35

—Antes de constituir la Brigada contra el Crimen Infantil —dijo Oscar—, Doyle trabajaba para la Brigada Antivicio. Era el sargento de Broussard y de Pasquale. Fue él quien dio el visto bueno a su traslado a la Brigada de Narcóticos, y unos años más tarde, cuando le nombraron teniente, se los llevó a la Brigada contra el Crimen Infantil. Fue Doyle quien evitó que trasladaran a Broussard a la academia de policía, después de que se casara con Rachel y los jefazos enloquecieran. Deseaban acabar con Broussard. Querían que se fuera. En este departamento, casarse con una prostituta es como reconocer que uno es homosexual.

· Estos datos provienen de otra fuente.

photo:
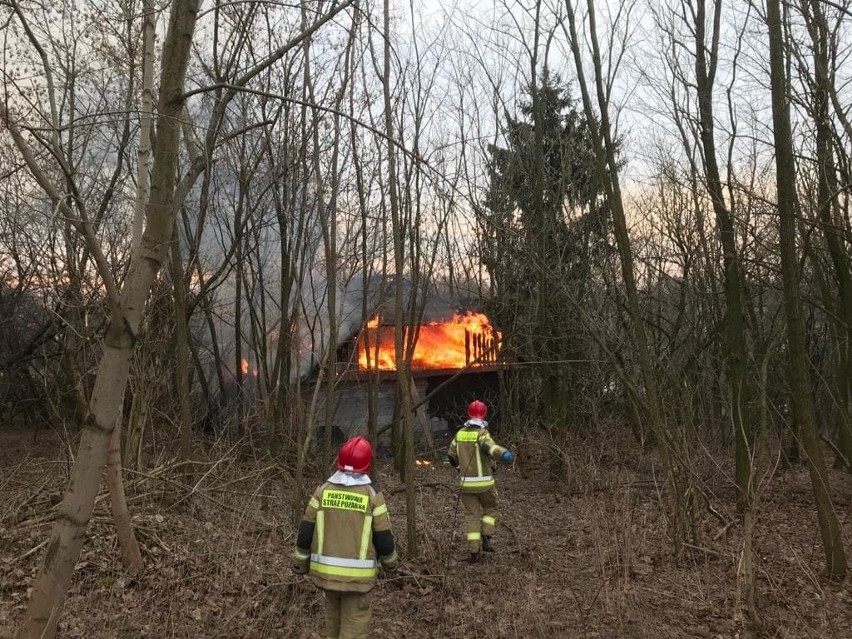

Cogí uno de los cigarrillos de Devin, lo encendí, e inmediatamente me empezó a rodar la cabeza de tal forma que me quedé sin sangre en las piernas.

Oscar chupaba su cigarro; lo dejó en el cenicero, volvió a pasar otra hoja de su libreta.

—Todos los traslados, recomendaciones y condecoraciones que recibió Broussard fueron siempre aprobados por Doyle. Era el rabino de Broussard. Y también el de Pasquale.

Ya se había hecho de día, aunque era imposible darse cuenta de ello en la sala de estar de Devin. Las cortinas estaban totalmente corridas y la sala aún conservaba un vago aire metálico de la noche profunda.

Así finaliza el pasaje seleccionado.